Rafa memberikan soal itu kepadaku kembali setelah ia selesai. “Soal kaya ginian lo kasih ke gue.” kemudian ia berdiri dan berjalan keluar.

Buru-buru aku mengecek jawabannya.

Dan—

Sialan!

Benar semua.

Bagaimana bisa?

Dia kan tadi hanya tidur-tidur jelek tanpa mendengarkanku.

Seperti biasa pulang sekolah aku menunggu di dalam kelas untuk menunggu muridku—Rafa maksudnya. Lebih dari setengah jam aku menunggunya tapi ia tak kunjung datang. Kalau sampai setengah jam lagi ia tidak datang juga lebih baik aku pulang.

Hening.

SIALAN!

Beneran tidak datang!

Dengan gerakan kasar aku menarik tasku dan menyeretnya seperti layaknya karung beras. Sekolah sudah sepi sedari tadi.

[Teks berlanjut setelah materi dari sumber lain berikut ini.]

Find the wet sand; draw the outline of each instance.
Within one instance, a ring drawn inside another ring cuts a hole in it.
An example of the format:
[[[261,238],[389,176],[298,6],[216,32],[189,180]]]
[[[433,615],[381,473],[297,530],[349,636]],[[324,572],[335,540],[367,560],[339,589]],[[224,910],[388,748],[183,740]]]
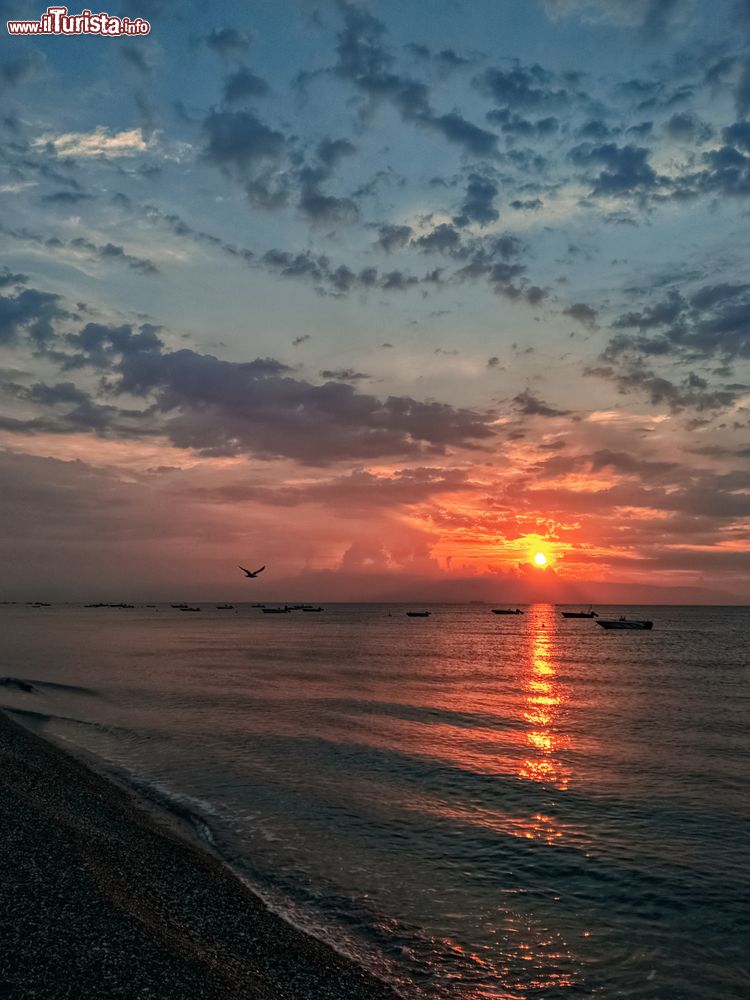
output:
[[[396,1000],[0,712],[3,1000]]]

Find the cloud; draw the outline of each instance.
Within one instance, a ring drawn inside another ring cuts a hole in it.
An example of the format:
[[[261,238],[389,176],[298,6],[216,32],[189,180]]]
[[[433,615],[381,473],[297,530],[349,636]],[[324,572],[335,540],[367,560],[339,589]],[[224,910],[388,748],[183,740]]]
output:
[[[239,28],[213,28],[204,38],[209,49],[225,59],[242,58],[250,47],[250,35]]]
[[[453,221],[457,226],[467,226],[477,222],[480,226],[488,226],[497,222],[500,213],[495,208],[495,198],[498,187],[494,181],[480,174],[469,174],[466,184],[466,194],[459,215]]]
[[[628,353],[686,360],[750,358],[748,315],[750,286],[745,282],[704,285],[689,298],[672,290],[652,306],[618,317],[616,329],[637,329],[641,334],[648,331],[648,335],[613,337],[603,360],[613,361]]]
[[[518,413],[526,417],[565,417],[570,410],[557,410],[549,406],[544,400],[535,396],[530,389],[524,389],[517,396],[513,397],[513,406]]]
[[[538,64],[523,66],[516,62],[511,69],[493,67],[476,79],[477,87],[501,107],[545,111],[568,99],[565,89],[554,89],[554,77]]]
[[[339,0],[344,26],[338,33],[334,72],[349,81],[373,104],[388,101],[408,123],[440,133],[474,156],[494,156],[497,137],[468,121],[458,111],[436,112],[426,84],[393,70],[385,48],[382,21],[354,4]]]
[[[692,111],[675,111],[664,130],[676,142],[705,142],[713,134],[711,127]]]
[[[570,316],[572,319],[578,320],[579,323],[589,330],[596,329],[597,311],[591,306],[586,305],[585,302],[574,302],[572,306],[563,309],[563,316]]]
[[[224,103],[236,104],[248,97],[265,97],[271,88],[247,66],[239,66],[224,81]]]
[[[129,352],[120,392],[151,397],[163,431],[209,455],[248,452],[308,465],[387,455],[442,454],[493,436],[490,417],[407,396],[380,400],[350,385],[321,386],[269,369],[182,350]]]
[[[254,205],[273,208],[288,197],[279,169],[288,153],[286,137],[250,111],[212,111],[204,119],[204,155],[241,184]]]
[[[324,368],[320,372],[320,377],[332,379],[334,382],[364,382],[372,378],[371,375],[355,371],[354,368]]]
[[[658,179],[648,162],[649,153],[645,147],[632,143],[626,146],[613,142],[599,146],[583,143],[570,151],[570,158],[579,167],[604,166],[593,179],[592,195],[618,196],[644,193],[656,187]]]
[[[97,125],[93,132],[63,132],[58,135],[47,132],[34,139],[32,145],[37,149],[51,151],[56,156],[84,159],[94,156],[136,156],[149,149],[149,143],[140,129],[110,132],[104,125]]]
[[[386,253],[406,246],[413,235],[411,226],[384,225],[378,228],[377,245]]]
[[[612,21],[661,35],[690,7],[689,0],[544,0],[554,19],[578,15],[590,21]]]
[[[358,214],[352,198],[326,194],[322,185],[331,179],[338,164],[353,156],[357,147],[348,139],[323,139],[316,150],[316,161],[298,172],[299,208],[303,215],[316,223],[352,221]]]
[[[461,247],[461,234],[449,223],[442,222],[431,232],[413,240],[412,245],[424,253],[451,253]]]
[[[54,336],[54,322],[68,316],[61,303],[59,295],[36,288],[0,295],[0,344],[12,344],[22,332],[44,344]]]
[[[67,192],[58,192],[58,194],[65,195]],[[74,199],[73,203],[75,204],[77,200]],[[56,204],[57,202],[58,199],[55,199],[53,203]],[[65,198],[62,199],[62,203],[65,205],[69,204]],[[61,240],[57,236],[45,237],[39,233],[32,233],[27,229],[9,229],[2,224],[0,224],[0,233],[4,233],[6,236],[11,237],[11,239],[20,242],[33,243],[44,247],[45,250],[51,250],[53,253],[66,252],[69,254],[70,251],[73,251],[75,254],[85,254],[93,260],[104,261],[105,263],[125,264],[138,274],[147,276],[159,274],[159,269],[153,261],[147,257],[138,257],[127,253],[124,247],[116,243],[98,245],[83,236],[77,236],[72,240]]]

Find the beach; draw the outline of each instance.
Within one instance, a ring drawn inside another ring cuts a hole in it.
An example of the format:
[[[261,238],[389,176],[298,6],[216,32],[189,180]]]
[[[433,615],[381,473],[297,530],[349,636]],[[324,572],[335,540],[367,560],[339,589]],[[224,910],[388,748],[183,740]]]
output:
[[[0,713],[3,1000],[394,1000],[124,789]]]
[[[745,1000],[750,609],[418,607],[4,608],[0,998]]]

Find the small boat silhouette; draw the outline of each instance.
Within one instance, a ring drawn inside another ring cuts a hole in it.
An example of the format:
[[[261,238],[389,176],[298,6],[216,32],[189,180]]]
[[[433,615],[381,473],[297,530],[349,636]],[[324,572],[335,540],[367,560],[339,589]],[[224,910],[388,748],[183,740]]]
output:
[[[602,628],[620,628],[620,629],[630,629],[631,631],[651,629],[654,627],[653,622],[648,622],[643,619],[637,618],[598,618],[597,625],[601,625]]]

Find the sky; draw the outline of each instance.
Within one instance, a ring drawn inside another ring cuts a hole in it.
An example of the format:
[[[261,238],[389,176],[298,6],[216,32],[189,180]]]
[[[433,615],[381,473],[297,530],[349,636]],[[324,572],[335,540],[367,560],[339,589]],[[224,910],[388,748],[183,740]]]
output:
[[[750,603],[748,0],[107,10],[3,23],[0,597]]]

“Bego banget sih! Kalo ga dateng seengganya bilang ke gue dulu kek apa kek alay banget.” sepanjang perjalanan sampai ke parkiran motor aku terus mendumel.

“Ato ngga sms kek! Masih mending gue mau ngajar si Rafa kurangajar! Ga di bayar pula! Sialan sialan sialaaaan bodo amat.” kuambil helm yang tergelatak di spion lalu memakainya.

“Apaansih nih helm segala talinya susah.”

Permasalahan helm akhirnya beres. Aku menaiki motorku dan mencoba menstaternya. Tunggu dulu tunggu dulu—apa-apaan ini? Kenapa tidak bisa?

“Yah mampus jangan bilang motor gue mogok.” aku mencoba sekali lagi. Tetap tidak bisa. “Yah yah yah jalan kaki dah gua ini pulang. Eh ngga deng naik ojek aje kale.” terpaksa aku turun dari motor dan berjalan menuju pos satpam di dekat gerbang utama.

“Kenapa neng?” tanya pak satpam yang melihat raut wajahku yang melas-melas kesel.

“Motor saya mogok pak—tolongin dong tolong.”

“Yang mana neng motornya?”

“Noh vario ijo di sono.” aku menunjuk motorku yang tergeletak rapuh tak berdaya.

Pak satpam yang aku lupa namanya berjalan ke arah motorku. Lalu ia mengamatinya sebentar dan mencoba menstaternya. Tidak bisa. Kemudian ia menyetandar dua motorku dan mencobanya lagi. Tetap tidak bisa.

“Neng belom ganti oli ya?”

“Ganti oli? Udah belom ya—kayanya udah deh. Tapi gatau juga sih—eh udah kok.” aku mencoba mengingat-ngingat.

“Kapan terakhir kali?”

“Gatau lupa.”

“Ini olinya abis kayanya—neng ganti oli 4 bulan yang lalu kali.”

“Iya kali—terus gimana dong?”

“Di bawa ke bengkel lah buat ganti.”

“Tapi kan ga ada bengkel di deket sini pak. Masa iya saya bawa-bawa motor ampe bengkel. Ga lazim banget yekali saya cewek pak.”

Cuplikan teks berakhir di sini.